When I return home, I finally visit the orthopedic doctor. A skier, he examines my ankle and asks if I heard a “pop” when I injured the ankle. Again, I say “no.” He orders the x-ray anyway.
When he returns, he gives me the news: I had broken my ankle on the run in the woods. I look at him in disbelief. “Is it a hairline fracture?”
He slaps the x-ray up on a monitor and points to the bones of my foot. “No, it was a clean break.”
He’s right, of course. Even I can see the thick straight line that represents the break in my ankle.
I was lucky. The bone broke but snapped back into near perfect alignment. That’s why I was able to walk out of the woods. It started to heal, but skiing put too much pressure on the break. My ski boots were stiff and tight, acting as a cast to hold the bones in place, but if I had been snowboarding the ankle would have re-broken and the damage far more severe than the first time.
The point to the car accident story is that my body, doing what it does naturally, shut out much of the trauma I was experiencing. I have monstrous gaps in memory on the day of the accident even though I must have been conscious a fair amount of the time.
The point of the broken ankle story is I did not hear a snap. I should have heard a snap. The break was complete and clean. But I didn’t.
In other words, your body and mind does many things to protect you when you experience trauma. Sometimes, it blots out entire memories.
Perhaps it’s these experiences, and my reflection on them, that gave me the courage to step way outside my comfort zone and write my new book Unsafe On Any Campus? College Sexual Assault and What We Can Do About It. I understood trauma in a personal way, so when rape survivors began sharing their stories their memories didn’t have to be complete for me to put the pieces together and recognize the truth of their experience.

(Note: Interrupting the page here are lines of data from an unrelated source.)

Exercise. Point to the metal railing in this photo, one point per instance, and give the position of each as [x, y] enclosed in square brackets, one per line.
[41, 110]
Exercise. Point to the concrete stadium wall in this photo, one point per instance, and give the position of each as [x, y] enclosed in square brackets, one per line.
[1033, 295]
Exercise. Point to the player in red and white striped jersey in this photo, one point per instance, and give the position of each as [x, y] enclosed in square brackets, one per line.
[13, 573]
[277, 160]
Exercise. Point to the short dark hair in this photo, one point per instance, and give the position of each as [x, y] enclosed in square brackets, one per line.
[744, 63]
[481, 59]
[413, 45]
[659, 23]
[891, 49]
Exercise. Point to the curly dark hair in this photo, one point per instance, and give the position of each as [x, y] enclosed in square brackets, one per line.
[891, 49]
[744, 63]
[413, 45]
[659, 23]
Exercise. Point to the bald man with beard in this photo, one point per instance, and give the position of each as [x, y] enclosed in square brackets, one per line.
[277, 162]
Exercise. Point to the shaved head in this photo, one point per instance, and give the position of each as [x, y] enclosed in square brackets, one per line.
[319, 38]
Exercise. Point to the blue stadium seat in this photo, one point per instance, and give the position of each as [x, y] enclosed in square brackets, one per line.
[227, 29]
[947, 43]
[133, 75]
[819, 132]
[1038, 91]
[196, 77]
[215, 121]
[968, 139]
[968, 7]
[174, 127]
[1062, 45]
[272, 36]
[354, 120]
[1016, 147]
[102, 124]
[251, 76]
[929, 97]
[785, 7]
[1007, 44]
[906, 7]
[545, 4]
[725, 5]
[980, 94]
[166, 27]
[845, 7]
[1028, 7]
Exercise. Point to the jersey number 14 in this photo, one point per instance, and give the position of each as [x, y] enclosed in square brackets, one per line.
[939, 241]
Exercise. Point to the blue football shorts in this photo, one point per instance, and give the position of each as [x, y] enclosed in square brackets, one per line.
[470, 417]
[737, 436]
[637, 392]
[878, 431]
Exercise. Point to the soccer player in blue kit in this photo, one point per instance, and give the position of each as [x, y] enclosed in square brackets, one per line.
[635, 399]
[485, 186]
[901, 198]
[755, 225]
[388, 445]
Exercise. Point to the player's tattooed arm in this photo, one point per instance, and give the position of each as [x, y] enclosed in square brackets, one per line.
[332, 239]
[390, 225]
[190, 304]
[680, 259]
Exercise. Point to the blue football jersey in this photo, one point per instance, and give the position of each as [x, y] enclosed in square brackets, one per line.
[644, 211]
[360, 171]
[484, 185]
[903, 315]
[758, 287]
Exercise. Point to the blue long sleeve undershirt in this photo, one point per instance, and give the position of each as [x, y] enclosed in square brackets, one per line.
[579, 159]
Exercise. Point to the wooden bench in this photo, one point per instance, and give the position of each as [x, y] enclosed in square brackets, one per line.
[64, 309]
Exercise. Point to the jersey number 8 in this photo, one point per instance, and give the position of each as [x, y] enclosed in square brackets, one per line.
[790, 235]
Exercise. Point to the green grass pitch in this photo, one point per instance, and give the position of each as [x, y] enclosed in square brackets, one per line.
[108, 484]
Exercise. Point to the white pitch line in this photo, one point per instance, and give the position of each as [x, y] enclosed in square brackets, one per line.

One of the most damaging and significant criticisms leveled at men and women who claim they have been assaulted or raped is that their memories are incomplete, and dots between events don’t connect well. Incomplete or uncertain knowledge is one of the primary reasons why rape cases don’t go to court unless significant physical evidence can support the victim’s story. Unless the victim can present an ironclad chronicle of events, the case falls apart, particularly when they are faced with an (untraumatized) accuser who can present a complete, consistent case. It shouldn’t be surprising that only about 10 percent of rape cases end in a conviction on the rape charge.
Total recall of a traumatic event is an unreasonable expectation for human beings. The difference between my traumas and those of a rape survivor lie in the physical evidence, not the truth of the trauma. I still literally carry the scars of my car accident–they become bright red when my body is very hot or cold. I can show people the x-ray of my broken ankle.
What does a rape survivor show? How do you see the scars of a shattered soul? (Hint: Don’t judge and listen to their story.)